The Night Gardener by Jonathan Auxier

The Night GardenerMolly and Kip are a brother and sister who have had a hard go of it in life. Ireland in the 1850s is a difficult place for children – famine and hard work are all they’ve ever known. In search of a better life, they’ve come to work for the Windsors in rural England, but nearly everyone in the surrounding village is telling them to turn away from the family’s decaying home on a secluded island whose centerpiece is an enormous, gnarling tree. But what else are two youngsters without a penny or a caring adult in the world to do? There are whispers that the Windsor home and family are cursed, which Molly dismisses as hogwash. Surely curses are the stuff of stories – as an amateur storyteller, she ought to know. But then she notices that the Windsors, from nervous patriarch Bertram to little Penny, grow paler and weaker with each passing day. There are the muddy bootprints that appear every single morning, the bad dreams that torment Molly night after night. And then there’s the tall, skinny man in the top hat that Kip says he’s seen outside…

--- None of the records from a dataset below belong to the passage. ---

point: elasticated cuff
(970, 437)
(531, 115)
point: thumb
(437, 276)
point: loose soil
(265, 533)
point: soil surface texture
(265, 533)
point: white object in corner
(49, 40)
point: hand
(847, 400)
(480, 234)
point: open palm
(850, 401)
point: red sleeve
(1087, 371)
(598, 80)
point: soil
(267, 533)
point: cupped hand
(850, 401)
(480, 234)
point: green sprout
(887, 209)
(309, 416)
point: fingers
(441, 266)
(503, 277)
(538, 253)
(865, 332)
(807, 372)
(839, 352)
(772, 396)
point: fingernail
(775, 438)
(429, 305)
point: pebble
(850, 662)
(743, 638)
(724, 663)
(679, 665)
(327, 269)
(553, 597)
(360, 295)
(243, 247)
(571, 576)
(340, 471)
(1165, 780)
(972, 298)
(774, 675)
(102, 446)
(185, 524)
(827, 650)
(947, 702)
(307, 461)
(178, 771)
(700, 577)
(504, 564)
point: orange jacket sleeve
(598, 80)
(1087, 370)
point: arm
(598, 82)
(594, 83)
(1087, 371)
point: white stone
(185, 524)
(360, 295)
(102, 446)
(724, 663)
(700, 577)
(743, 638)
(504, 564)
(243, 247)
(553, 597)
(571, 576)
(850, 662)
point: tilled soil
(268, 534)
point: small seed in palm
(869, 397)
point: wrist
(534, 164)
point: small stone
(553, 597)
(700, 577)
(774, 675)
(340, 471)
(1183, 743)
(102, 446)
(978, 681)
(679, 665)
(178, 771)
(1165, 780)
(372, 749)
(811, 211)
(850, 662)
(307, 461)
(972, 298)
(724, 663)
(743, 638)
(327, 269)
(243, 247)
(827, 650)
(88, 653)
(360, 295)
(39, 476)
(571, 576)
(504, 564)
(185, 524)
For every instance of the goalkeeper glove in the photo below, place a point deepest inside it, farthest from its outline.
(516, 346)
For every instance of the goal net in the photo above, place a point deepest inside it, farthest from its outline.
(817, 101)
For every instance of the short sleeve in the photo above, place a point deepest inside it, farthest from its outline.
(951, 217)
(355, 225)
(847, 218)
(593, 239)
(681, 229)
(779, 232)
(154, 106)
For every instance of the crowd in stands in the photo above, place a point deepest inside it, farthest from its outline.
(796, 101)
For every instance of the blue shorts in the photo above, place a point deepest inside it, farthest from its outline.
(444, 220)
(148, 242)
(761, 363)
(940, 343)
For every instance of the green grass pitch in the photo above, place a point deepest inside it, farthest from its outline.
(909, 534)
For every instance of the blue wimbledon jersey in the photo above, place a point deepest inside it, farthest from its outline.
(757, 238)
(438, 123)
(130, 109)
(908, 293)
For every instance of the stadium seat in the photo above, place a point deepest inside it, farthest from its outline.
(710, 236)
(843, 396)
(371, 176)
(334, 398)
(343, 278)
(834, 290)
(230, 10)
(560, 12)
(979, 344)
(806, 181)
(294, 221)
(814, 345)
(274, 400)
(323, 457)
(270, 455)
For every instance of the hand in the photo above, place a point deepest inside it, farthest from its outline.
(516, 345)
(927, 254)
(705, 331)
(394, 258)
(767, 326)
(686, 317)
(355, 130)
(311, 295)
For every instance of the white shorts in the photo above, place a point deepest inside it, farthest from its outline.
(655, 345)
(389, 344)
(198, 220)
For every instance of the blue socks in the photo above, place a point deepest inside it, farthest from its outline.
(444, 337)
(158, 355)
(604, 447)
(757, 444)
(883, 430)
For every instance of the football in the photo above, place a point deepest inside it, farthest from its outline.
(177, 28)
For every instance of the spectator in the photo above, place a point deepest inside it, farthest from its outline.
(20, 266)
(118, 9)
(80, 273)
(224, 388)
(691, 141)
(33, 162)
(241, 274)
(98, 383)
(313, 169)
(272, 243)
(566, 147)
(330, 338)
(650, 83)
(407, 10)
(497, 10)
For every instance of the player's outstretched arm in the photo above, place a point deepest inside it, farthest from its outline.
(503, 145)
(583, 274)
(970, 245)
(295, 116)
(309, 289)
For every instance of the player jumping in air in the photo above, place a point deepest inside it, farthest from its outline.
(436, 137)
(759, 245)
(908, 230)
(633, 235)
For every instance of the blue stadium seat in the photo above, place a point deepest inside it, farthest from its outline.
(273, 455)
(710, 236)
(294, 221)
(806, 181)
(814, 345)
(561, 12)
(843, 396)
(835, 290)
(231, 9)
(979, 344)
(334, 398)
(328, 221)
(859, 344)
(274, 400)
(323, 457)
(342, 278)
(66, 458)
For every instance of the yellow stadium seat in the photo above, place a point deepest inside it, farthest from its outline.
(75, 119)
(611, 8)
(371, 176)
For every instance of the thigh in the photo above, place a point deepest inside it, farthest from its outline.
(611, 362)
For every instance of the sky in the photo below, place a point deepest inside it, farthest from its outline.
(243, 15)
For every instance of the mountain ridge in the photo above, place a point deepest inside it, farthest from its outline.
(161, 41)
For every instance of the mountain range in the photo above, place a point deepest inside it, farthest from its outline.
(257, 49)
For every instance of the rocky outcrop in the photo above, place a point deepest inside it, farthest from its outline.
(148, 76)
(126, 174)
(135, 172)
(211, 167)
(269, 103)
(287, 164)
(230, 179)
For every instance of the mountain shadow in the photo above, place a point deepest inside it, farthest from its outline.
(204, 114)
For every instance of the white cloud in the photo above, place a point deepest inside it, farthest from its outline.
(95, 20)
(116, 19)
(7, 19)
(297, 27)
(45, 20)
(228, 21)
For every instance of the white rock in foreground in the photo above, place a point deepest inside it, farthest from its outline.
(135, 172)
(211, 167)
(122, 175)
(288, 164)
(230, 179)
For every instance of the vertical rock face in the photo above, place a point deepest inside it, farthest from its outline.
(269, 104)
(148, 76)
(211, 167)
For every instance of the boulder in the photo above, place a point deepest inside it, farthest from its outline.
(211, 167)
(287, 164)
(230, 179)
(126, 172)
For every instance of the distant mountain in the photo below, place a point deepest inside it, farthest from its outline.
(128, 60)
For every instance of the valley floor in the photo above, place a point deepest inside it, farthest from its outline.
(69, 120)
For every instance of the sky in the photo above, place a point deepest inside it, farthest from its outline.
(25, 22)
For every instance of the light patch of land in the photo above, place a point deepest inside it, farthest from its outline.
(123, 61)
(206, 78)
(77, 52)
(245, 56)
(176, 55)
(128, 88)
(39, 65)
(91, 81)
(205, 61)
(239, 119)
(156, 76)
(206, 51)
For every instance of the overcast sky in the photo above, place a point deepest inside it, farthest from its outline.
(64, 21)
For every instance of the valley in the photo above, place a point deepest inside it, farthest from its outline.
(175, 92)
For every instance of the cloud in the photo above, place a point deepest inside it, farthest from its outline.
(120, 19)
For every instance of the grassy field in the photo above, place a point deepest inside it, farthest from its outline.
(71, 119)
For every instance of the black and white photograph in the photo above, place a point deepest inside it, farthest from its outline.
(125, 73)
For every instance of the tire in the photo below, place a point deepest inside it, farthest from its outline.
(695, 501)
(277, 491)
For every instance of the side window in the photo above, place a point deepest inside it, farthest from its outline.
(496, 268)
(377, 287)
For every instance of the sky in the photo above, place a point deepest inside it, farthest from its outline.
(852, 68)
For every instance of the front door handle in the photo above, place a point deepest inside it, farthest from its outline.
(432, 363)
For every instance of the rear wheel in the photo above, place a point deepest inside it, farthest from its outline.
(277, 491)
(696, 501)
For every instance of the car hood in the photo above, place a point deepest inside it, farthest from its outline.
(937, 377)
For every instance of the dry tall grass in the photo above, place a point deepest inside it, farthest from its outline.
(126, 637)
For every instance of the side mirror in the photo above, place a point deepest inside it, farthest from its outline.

I love children’s horror because it’s less about grisly details and more about haunting atmospheres and moral themes. If that’s your bag, then The Night Gardener is as fine an example as you’ll ever find. Themes of human greed and discontent permeate the story, and it’s just as engaging a read for adults as it is for children. Kip and Molly are brave and feisty in distinct ways, and the Windsor family is easy to sympathize with even as their problems are mainly their own fault. I loved the slow burn and the dramatic reveal of each element of the story, and Auxier‘s pacing couldn’t be better – I was on the edge of my seat during the action scenes. Are you ready to be creeped out, or to creep out your children? The Night Gardener is worth a look.